A Predictive Model for Coach Firings in NCAA Division I Men’s Basketball

Student: Eli M. Samuelson
Major: Mathematics
Advisors: Dr. Drew Pasteur, Dr. Marian Frazier

Within men’s major college basketball there is a high turnover rate of coaches for teams, either due to retirement, new job prospects, or a firing. Retirement is usually the result of old age, and leaving for a new job comes from the offer of more money or more prestige, but what causes a coach to get fired? This is a common sports question: why does a coach get fired? This question is so common it has become commonly known as the “hot seat” question. The “hot seat” question has been examined in many of the major league sports such as the MLB, and the NFL. We took the question and apply it to NCAA Division I men’s basketball.

Eli will be online to field comments on May 8:
10am-noon EDT (Asia: late evening, PST 6am-8am, Africa/Europe: late afternoon)

48 thoughts on “A Predictive Model for Coach Firings in NCAA Division I Men’s Basketball”

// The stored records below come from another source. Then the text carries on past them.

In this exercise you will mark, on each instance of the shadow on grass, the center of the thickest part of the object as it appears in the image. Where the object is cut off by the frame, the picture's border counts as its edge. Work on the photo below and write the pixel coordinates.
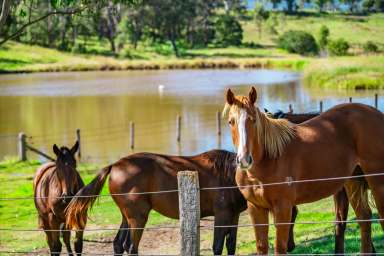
(13, 61)
(228, 55)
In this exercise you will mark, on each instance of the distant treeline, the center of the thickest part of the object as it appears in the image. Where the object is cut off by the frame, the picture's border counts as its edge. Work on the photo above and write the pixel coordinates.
(70, 25)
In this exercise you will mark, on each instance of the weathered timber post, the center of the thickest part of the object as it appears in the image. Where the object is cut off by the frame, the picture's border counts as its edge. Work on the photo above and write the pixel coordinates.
(218, 123)
(22, 147)
(132, 134)
(79, 141)
(189, 208)
(178, 128)
(290, 109)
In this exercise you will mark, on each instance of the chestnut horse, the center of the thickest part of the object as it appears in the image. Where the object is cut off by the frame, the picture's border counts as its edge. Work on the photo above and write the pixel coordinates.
(53, 185)
(146, 172)
(356, 188)
(327, 146)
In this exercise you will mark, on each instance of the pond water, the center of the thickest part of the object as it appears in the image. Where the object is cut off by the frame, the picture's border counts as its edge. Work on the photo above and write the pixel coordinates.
(49, 107)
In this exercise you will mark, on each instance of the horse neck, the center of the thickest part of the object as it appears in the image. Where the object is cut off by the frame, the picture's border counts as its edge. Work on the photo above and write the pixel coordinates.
(67, 178)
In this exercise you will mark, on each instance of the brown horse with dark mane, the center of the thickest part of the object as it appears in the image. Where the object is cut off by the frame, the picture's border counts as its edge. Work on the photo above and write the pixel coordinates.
(146, 172)
(357, 189)
(54, 184)
(330, 145)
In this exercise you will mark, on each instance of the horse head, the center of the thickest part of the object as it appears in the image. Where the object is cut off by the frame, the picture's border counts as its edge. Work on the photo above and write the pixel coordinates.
(66, 169)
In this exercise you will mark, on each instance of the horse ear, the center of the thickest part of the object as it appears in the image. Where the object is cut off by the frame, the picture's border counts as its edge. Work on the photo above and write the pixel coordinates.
(56, 150)
(75, 148)
(252, 95)
(230, 97)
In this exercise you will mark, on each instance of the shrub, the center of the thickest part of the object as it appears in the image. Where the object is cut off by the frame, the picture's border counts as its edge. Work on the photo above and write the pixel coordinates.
(338, 47)
(323, 38)
(228, 31)
(300, 42)
(370, 47)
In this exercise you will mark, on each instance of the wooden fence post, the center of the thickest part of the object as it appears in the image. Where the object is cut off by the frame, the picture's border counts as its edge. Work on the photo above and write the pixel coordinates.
(132, 134)
(189, 208)
(218, 123)
(79, 141)
(22, 147)
(178, 128)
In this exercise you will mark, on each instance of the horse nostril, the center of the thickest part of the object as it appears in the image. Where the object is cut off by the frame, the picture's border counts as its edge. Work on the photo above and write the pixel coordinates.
(249, 159)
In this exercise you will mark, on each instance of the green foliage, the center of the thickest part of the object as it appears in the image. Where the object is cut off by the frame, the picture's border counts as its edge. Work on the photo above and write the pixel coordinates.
(228, 31)
(323, 37)
(338, 47)
(260, 15)
(295, 41)
(370, 47)
(368, 5)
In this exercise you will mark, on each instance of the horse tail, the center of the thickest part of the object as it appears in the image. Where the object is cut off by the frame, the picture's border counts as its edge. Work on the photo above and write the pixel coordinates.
(76, 211)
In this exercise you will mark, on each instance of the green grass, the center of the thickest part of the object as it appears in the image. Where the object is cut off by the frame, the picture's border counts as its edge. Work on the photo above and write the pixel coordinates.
(355, 29)
(362, 72)
(16, 179)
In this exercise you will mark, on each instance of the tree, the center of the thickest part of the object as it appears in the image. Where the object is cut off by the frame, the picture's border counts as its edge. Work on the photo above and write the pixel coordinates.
(323, 37)
(228, 31)
(260, 15)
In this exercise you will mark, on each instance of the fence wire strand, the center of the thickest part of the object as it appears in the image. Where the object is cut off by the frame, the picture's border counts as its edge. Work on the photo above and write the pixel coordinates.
(289, 182)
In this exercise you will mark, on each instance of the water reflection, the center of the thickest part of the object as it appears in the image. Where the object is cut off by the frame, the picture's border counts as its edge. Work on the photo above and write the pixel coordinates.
(50, 107)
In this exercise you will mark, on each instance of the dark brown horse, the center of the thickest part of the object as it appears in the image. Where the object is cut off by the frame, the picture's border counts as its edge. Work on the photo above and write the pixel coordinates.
(54, 184)
(353, 186)
(328, 146)
(146, 172)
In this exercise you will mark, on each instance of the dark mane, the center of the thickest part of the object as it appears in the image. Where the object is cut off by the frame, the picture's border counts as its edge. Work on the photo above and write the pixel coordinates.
(224, 163)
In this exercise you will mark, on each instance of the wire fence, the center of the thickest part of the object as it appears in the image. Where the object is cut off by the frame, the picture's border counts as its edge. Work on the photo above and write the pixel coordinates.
(289, 181)
(201, 226)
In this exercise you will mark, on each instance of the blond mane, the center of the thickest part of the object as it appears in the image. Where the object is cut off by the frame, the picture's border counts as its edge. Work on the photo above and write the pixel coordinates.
(273, 134)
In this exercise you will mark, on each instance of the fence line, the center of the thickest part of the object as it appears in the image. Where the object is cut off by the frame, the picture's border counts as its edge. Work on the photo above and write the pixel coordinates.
(271, 254)
(289, 182)
(201, 226)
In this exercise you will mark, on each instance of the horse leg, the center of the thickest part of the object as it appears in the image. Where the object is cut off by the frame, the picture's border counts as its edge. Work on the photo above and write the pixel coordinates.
(136, 213)
(282, 213)
(219, 233)
(67, 241)
(120, 237)
(54, 236)
(359, 201)
(232, 235)
(79, 242)
(259, 215)
(341, 209)
(291, 240)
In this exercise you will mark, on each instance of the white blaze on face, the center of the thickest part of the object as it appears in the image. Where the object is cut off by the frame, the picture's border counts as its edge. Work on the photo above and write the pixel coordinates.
(242, 147)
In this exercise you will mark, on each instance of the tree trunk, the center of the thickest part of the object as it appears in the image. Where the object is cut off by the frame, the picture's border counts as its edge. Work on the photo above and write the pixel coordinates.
(5, 9)
(173, 42)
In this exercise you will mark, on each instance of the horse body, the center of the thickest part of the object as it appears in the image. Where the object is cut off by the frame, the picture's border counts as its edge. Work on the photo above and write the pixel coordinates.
(146, 172)
(52, 184)
(329, 145)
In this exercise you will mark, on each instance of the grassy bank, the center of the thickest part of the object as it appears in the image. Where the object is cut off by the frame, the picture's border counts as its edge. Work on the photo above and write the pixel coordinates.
(16, 180)
(363, 72)
(17, 57)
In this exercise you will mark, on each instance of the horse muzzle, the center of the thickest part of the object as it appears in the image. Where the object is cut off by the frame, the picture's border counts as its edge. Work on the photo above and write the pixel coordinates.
(244, 162)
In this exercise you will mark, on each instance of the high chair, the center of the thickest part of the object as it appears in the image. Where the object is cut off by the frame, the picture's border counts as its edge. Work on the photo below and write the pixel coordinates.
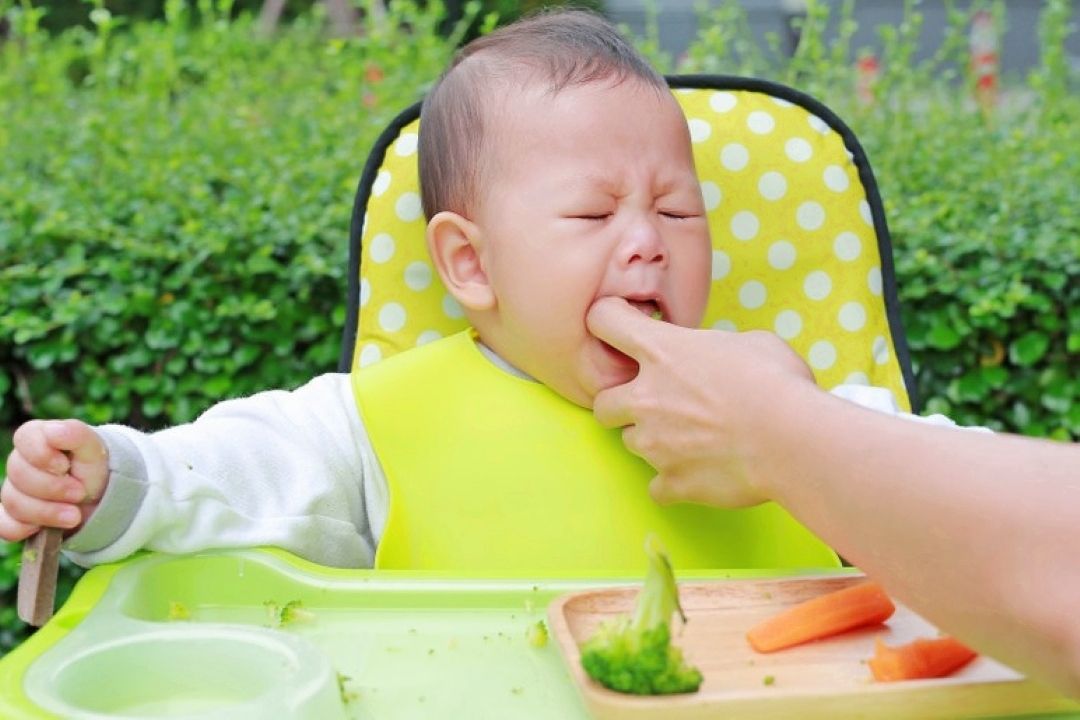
(800, 245)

  1. Hi Eli: Congratulations and good work! What made you decide to choose this topic and why is it interesting to you? Did you use any modeling software when working with your data sets?

    1. I originally wanted to sports analytics, and my advisor Dr.Pasteur had some ideas and I thought this one was the most interesting!
      As far as modeling software R is really what I found worked best for me. I used Python some to organize my data. Overall though R was mainly what I used!

      1. In R I used the Random Forest and Logistic regression functions. So for Random Forest that is: library(randomForest) with the function “randomForest” . For Logistic Regression its the “glm” function.

  2. Awesome project, Eli! Are did any additional variables come to mind to include in future analyses?

    1. The next variable I would have added into the model would have been coach salary and related variables. On of the big things about coach contracts is the buyout clause where schools will have to pay a coach a certain amount of money if the coach is fired. This to me would make a difference to see if coaches were fired or not. So overall salary would be the future variables to analyze!

  3. Eli, what caused you to use a logistic regression opposed to other methods? Also, are there any other variables that you considered putting in your equation but decided not to?

    1. So logistic regression is a common method to use in this field. One of the other sources I examined “The analytics of getting sacked: Coach Firings in the National Football League” uses logistic regression for same question applied to the NFL.
      Some variables had really no affect on the model like number of times making the Final Four, and some variables like salary I was not able to fully examine.

  4. Well Done Eli Samuelson. You picked a great topic. Who doesn’t like March Madness. Of course this year was unlike anything we have ever seen. I have a question for you. “In light of COVID-19 Pandemic, what do you think College Athletic Directors and Presidents will do with a marginal Coach who they are not sure they want to keep?”The landscape of sports is so uncertain right now. Thanks. Bob Klumpp

    1. Overall I think this will be a grace period for many coaches. Both models that I found include NCAA tournament variables, so without the tournament I cannot predict anything. This may also be the same thinking that Athletic Directors and Presidents would have.
      For example if a coach had a bad season, and was on the hot seat, but in the conference tournament would have won and made the NCAA tournament then the coach might not have been fired. There are just so many unknown variables that I would think coaches would have a grace period.

      1. Below my advisor, Dr.Pasteur, has made an interesting comment on the situation!

  5. Hi Eli, congratulations on completing your I.S. and best of luck to you on your future endeavors! I found it very interesting in your logistic regression that Sweet 16 appearance was a significant variable. Was there anything in your research that surprised you? Also, were there any other variables you might consider for future work? I know you mention salaries and NBA connection, but curious if there were any other variables you might consider.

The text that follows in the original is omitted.